"Colombia a la deriva… ¿y el presidente hablando de hipopótamos?"

“En un país con profundas urgencias, el presidente parece habitar una realidad alterna. Su último discurso, lleno de divagaciones y simbolismos desconectados, expone una desconcertante distancia entre el Gobierno y los ciudadanos. Mientras la salud colapsa y la inseguridad crece, el jefe de Estado lanza acusaciones y propuestas que desconciertan más que resuelven. Este artículo analiza, sin insultos, pero con firmeza, cómo la desconexión presidencial se ha vuelto un problema de todos”.

Ser colombiano no debería doler tanto, pero últimamente duele. Y no es por ideología, ni por colores políticos, ni por haber votado a favor o en contra de alguien. Duele porque, como ciudadanos, vemos a un país con enormes retos mientras quien debería liderar con claridad y responsabilidad parece vivir en una realidad completamente distinta. Quitándonos las banderas políticas, es necesario reconocer que el presidente ha fallado. Ha fallado como jefe de Estado, por su incapacidad para garantizar la estabilidad institucional, y ha fallado como jefe de Gobierno, por su desconexión con las verdaderas necesidades de los colombianos.

Su más reciente discurso fue una muestra clara de esa desconexión. Quienes esperaban respuestas concretas sobre los problemas del país, encontraron una mezcla caótica de temas sin orden ni conexión. Empezó hablando sobre la crisis en el sistema de salud y las deudas de las EPS, para luego desviarse hacia ideas como trasladar la Estatua de la Libertad a Cartagena, la historia de los hipopótamos y afirmaciones históricas que no resistieron el mínimo rigor. Fue un discurso que dejó más preguntas que respuestas y que reflejó, para muchos, la distancia entre el presidente y el país real.

Lo más preocupante, sin embargo, no fueron las divagaciones, sino los señalamientos. En lugar de asumir responsabilidad por el deterioro del sistema de salud, el presidente optó por culpar a otros con términos muy graves: llamó criminales, traidores y violadores de derechos humanos a actores del sistema. Pero esta crisis no es responsabilidad exclusiva de las EPS. El propio Gobierno, al modificar unilateralmente reglas del juego como el valor de la UPC y al retrasar pagos, ha alimentado el colapso. Lejos de buscar consensos, se prefirió intervenir sin pruebas concluyentes, con decisiones improvisadas, cargadas de confrontación.

Todo esto se dio mientras las prioridades del país siguen sin resolverse. En vez de hablar de empleo, inseguridad, inflación, educación o servicios públicos, el presidente dedicó tiempo a hablar de símbolos y gestos que no cambian la vida de nadie. ¿En qué momento el traslado de una estatua o el destino de los hipopótamos pasó a ser más importante que los hospitales sin insumos o los ciudadanos esperando una cita médica?

El tono del discurso también preocupa. Fue agresivo, hostil, poco inclinado al consenso y mucho más centrado en dividir que en unir. No hubo autocrítica. No hubo una invitación al trabajo conjunto. Solo hubo señalamiento. Un presidente no debería gobernar desde el resentimiento, sino desde la escucha. Y cuando el poder se ejerce desde la confrontación permanente, lo que se erosiona es la democracia misma.

Desde la ciencia política ya hay alertas claras: se percibe un giro hacia el populismo, el intervencionismo y una centralización del poder que incomoda incluso a quienes lo apoyaron en su momento. El desprecio por las otras ramas del poder público, la retórica unilateral, la tendencia a pasar por encima del sistema de pesos y contrapesos, nos obliga a preguntarnos si estamos frente a un gobierno de todos o simplemente frente a un proyecto personal.

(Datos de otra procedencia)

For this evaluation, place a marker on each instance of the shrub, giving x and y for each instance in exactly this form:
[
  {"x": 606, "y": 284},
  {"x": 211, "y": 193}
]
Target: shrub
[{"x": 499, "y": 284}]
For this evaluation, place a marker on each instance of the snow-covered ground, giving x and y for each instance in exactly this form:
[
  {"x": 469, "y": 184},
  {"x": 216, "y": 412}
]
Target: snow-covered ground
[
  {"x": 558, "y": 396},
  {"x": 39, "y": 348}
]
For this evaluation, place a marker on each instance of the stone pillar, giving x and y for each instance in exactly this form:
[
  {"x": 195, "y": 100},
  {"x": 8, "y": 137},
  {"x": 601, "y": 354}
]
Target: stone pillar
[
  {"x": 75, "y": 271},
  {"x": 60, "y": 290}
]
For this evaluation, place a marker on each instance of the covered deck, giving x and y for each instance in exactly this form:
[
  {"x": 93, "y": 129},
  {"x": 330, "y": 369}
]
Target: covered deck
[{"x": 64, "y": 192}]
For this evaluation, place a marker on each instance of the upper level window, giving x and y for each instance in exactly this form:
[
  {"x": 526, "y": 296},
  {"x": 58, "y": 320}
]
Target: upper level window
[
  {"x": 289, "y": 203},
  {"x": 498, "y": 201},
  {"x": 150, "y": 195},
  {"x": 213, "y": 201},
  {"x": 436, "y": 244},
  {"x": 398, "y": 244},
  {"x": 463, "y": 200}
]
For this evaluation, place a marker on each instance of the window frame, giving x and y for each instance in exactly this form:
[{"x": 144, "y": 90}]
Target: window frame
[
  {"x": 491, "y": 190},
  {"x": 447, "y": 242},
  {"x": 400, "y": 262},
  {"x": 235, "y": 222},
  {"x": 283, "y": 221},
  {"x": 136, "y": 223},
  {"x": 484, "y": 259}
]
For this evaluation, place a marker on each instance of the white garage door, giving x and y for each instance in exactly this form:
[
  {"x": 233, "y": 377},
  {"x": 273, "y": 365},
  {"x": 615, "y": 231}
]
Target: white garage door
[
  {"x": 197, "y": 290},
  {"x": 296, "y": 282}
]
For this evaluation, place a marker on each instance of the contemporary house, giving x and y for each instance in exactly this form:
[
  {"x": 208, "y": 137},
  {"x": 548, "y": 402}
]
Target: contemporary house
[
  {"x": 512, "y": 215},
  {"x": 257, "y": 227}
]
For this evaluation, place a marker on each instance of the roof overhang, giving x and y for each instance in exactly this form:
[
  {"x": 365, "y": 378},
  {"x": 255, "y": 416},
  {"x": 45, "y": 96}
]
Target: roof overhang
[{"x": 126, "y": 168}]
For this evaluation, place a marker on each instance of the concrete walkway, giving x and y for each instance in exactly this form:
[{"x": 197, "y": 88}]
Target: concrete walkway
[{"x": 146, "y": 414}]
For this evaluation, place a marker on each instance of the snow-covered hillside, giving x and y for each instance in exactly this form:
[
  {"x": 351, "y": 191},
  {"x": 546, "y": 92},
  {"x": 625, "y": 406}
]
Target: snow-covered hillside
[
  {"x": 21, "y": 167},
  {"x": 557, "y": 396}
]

No se trata de odiar al presidente ni de sumarse a una oposición por oposición. Se trata de exigir lo que corresponde a cualquier mandatario en democracia: responsabilidad, coherencia, cercanía con el pueblo y respeto por las instituciones. La paz total no puede ser una excusa para el abandono de otras funciones esenciales del Estado. Y la crítica no puede seguir siendo interpretada como traición. Este país necesita menos discursos simbólicos y más acciones reales. Menos espectáculo, más gestión. Menos acusaciones, más soluciones.

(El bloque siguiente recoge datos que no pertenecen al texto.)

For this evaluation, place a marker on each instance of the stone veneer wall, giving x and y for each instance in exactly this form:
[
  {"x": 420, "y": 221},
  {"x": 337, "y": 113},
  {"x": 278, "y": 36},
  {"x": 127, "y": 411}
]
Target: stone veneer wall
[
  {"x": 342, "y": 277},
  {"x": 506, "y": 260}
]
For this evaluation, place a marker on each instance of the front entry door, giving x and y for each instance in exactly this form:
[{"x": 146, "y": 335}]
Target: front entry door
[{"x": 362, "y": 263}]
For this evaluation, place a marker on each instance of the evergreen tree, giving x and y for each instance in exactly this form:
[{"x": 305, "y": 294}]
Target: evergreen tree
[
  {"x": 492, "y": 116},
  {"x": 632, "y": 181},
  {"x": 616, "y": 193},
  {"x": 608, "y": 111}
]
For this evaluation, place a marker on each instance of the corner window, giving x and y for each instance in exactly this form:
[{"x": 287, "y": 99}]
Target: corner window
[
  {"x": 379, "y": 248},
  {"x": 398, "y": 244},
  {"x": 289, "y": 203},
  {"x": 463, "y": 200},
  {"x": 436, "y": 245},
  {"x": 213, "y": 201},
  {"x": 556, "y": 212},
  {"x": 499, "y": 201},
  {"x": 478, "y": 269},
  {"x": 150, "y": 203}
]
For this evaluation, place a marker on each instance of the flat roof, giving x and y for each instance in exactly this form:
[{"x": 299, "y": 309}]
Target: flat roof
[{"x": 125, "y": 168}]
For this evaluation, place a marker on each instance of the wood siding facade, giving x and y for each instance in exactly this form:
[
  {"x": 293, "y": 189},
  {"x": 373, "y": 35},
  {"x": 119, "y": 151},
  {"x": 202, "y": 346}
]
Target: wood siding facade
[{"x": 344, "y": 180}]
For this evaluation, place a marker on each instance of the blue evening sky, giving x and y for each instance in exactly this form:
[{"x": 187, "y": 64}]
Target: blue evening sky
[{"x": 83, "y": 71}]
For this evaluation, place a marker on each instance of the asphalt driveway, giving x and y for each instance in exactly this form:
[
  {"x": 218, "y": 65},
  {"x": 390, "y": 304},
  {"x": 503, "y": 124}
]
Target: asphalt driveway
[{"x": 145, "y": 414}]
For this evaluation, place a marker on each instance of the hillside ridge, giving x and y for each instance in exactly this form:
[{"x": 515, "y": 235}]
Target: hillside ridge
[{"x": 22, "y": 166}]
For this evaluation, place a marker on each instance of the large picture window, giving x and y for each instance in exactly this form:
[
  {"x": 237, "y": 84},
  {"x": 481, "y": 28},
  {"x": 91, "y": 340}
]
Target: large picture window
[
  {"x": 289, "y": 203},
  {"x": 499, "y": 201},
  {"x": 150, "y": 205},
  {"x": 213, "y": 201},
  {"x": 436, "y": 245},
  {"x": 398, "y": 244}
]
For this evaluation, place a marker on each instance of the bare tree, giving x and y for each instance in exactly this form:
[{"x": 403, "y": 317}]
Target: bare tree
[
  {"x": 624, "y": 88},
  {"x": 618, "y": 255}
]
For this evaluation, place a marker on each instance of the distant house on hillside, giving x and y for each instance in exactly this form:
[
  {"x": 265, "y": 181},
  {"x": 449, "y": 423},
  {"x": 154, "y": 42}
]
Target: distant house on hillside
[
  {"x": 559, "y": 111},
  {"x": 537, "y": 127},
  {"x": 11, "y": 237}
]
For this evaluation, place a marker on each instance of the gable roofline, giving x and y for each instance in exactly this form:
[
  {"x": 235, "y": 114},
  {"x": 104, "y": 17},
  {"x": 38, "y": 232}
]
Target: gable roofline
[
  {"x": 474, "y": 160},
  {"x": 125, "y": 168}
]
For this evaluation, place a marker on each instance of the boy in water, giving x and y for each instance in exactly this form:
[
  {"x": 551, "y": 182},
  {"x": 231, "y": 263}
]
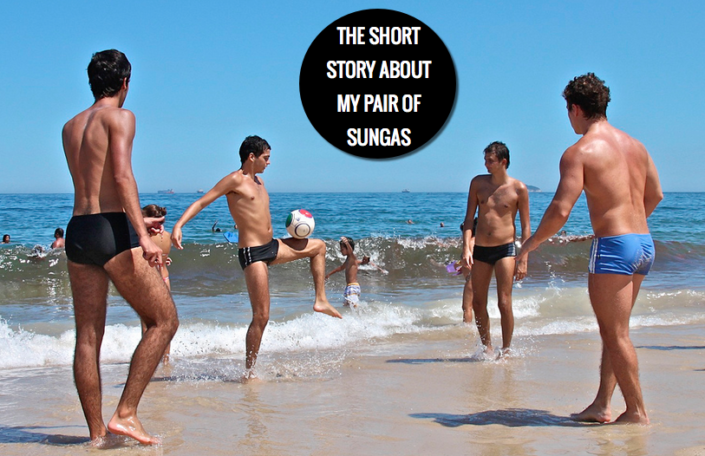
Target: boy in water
[
  {"x": 351, "y": 263},
  {"x": 497, "y": 198}
]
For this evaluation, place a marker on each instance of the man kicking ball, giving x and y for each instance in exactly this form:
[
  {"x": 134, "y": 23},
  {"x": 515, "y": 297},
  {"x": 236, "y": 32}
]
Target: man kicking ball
[{"x": 248, "y": 201}]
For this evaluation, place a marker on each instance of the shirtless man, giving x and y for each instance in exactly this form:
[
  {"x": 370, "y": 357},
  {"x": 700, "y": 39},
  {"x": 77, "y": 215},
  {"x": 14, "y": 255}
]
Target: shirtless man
[
  {"x": 498, "y": 198},
  {"x": 248, "y": 201},
  {"x": 107, "y": 240},
  {"x": 622, "y": 188}
]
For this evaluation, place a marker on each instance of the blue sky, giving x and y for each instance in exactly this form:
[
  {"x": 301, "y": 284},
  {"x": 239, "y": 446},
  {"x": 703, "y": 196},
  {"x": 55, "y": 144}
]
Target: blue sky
[{"x": 207, "y": 74}]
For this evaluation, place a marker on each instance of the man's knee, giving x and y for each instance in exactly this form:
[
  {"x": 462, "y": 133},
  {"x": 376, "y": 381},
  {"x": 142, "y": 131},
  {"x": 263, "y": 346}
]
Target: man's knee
[
  {"x": 317, "y": 246},
  {"x": 260, "y": 319},
  {"x": 504, "y": 303}
]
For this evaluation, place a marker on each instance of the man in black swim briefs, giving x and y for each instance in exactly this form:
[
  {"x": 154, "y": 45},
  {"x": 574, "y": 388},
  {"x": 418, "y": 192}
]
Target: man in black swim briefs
[
  {"x": 497, "y": 198},
  {"x": 248, "y": 202},
  {"x": 107, "y": 240}
]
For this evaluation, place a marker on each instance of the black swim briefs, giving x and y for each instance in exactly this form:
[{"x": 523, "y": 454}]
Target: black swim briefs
[
  {"x": 97, "y": 238},
  {"x": 267, "y": 253},
  {"x": 492, "y": 255}
]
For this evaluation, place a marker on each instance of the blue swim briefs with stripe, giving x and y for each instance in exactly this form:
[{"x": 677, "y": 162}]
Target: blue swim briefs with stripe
[{"x": 626, "y": 254}]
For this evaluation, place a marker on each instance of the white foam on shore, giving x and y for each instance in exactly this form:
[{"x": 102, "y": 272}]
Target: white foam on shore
[{"x": 539, "y": 312}]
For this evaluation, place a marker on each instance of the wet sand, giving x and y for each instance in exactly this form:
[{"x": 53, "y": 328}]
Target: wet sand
[{"x": 399, "y": 396}]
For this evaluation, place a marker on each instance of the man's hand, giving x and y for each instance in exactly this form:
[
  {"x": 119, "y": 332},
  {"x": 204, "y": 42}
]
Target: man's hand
[
  {"x": 151, "y": 252},
  {"x": 521, "y": 266},
  {"x": 176, "y": 237},
  {"x": 155, "y": 225},
  {"x": 467, "y": 260}
]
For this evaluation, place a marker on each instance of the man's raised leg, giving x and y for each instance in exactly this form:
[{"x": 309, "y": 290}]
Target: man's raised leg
[
  {"x": 291, "y": 249},
  {"x": 257, "y": 280},
  {"x": 504, "y": 272},
  {"x": 89, "y": 286},
  {"x": 467, "y": 297},
  {"x": 600, "y": 409},
  {"x": 143, "y": 288},
  {"x": 481, "y": 277}
]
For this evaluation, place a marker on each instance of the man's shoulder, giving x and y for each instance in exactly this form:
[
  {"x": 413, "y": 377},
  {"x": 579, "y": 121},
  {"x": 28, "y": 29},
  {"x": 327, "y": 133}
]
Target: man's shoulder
[
  {"x": 237, "y": 180},
  {"x": 481, "y": 179},
  {"x": 518, "y": 185},
  {"x": 117, "y": 114}
]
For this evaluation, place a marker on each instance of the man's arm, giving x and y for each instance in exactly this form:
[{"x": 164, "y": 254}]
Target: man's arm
[
  {"x": 226, "y": 184},
  {"x": 557, "y": 213},
  {"x": 652, "y": 193},
  {"x": 121, "y": 133},
  {"x": 523, "y": 204},
  {"x": 468, "y": 240}
]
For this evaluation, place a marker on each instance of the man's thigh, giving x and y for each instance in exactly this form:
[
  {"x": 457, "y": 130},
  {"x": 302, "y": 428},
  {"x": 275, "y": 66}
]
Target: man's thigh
[
  {"x": 481, "y": 276},
  {"x": 611, "y": 296},
  {"x": 89, "y": 286},
  {"x": 141, "y": 286},
  {"x": 257, "y": 280},
  {"x": 504, "y": 272},
  {"x": 291, "y": 249}
]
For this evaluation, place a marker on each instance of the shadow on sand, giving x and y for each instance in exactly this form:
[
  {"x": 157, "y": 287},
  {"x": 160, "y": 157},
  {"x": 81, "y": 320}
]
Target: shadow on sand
[
  {"x": 28, "y": 434},
  {"x": 672, "y": 347},
  {"x": 507, "y": 417},
  {"x": 436, "y": 360}
]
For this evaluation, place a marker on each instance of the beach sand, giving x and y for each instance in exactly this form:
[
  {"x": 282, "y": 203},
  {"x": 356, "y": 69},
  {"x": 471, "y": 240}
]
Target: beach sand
[{"x": 403, "y": 395}]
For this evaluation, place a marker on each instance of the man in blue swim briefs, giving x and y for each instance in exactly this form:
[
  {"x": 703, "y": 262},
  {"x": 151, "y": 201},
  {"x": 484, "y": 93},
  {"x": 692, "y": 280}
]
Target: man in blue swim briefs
[
  {"x": 248, "y": 202},
  {"x": 107, "y": 240},
  {"x": 497, "y": 198},
  {"x": 622, "y": 189}
]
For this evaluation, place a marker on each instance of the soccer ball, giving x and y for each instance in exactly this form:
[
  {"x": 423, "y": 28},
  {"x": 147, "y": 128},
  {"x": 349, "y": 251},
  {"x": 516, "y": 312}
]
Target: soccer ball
[{"x": 300, "y": 224}]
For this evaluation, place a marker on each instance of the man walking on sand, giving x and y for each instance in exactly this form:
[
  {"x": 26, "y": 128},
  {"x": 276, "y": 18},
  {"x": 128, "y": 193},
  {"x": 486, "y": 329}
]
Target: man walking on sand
[
  {"x": 248, "y": 201},
  {"x": 107, "y": 240},
  {"x": 622, "y": 188},
  {"x": 497, "y": 198}
]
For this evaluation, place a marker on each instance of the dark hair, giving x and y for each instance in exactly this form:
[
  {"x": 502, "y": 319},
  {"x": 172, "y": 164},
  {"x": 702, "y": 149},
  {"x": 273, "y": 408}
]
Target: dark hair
[
  {"x": 253, "y": 145},
  {"x": 590, "y": 93},
  {"x": 499, "y": 150},
  {"x": 106, "y": 72},
  {"x": 350, "y": 241},
  {"x": 152, "y": 210}
]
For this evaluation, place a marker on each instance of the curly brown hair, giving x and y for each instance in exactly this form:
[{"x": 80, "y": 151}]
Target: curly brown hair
[{"x": 590, "y": 93}]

Hoy, millones de colombianos sienten que el país va a la deriva mientras el presidente mira para otro lado. No queremos un gobernante perfecto. Solo uno que esté presente, que escuche, que entienda y que actúe. La pregunta, sin ánimo de ofender, es si el presidente todavía vive en el país que gobierna. Y si aún está a tiempo de reconectar con la Colombia real, la que no aparece en los discursos pero vive cada día sus consecuencias.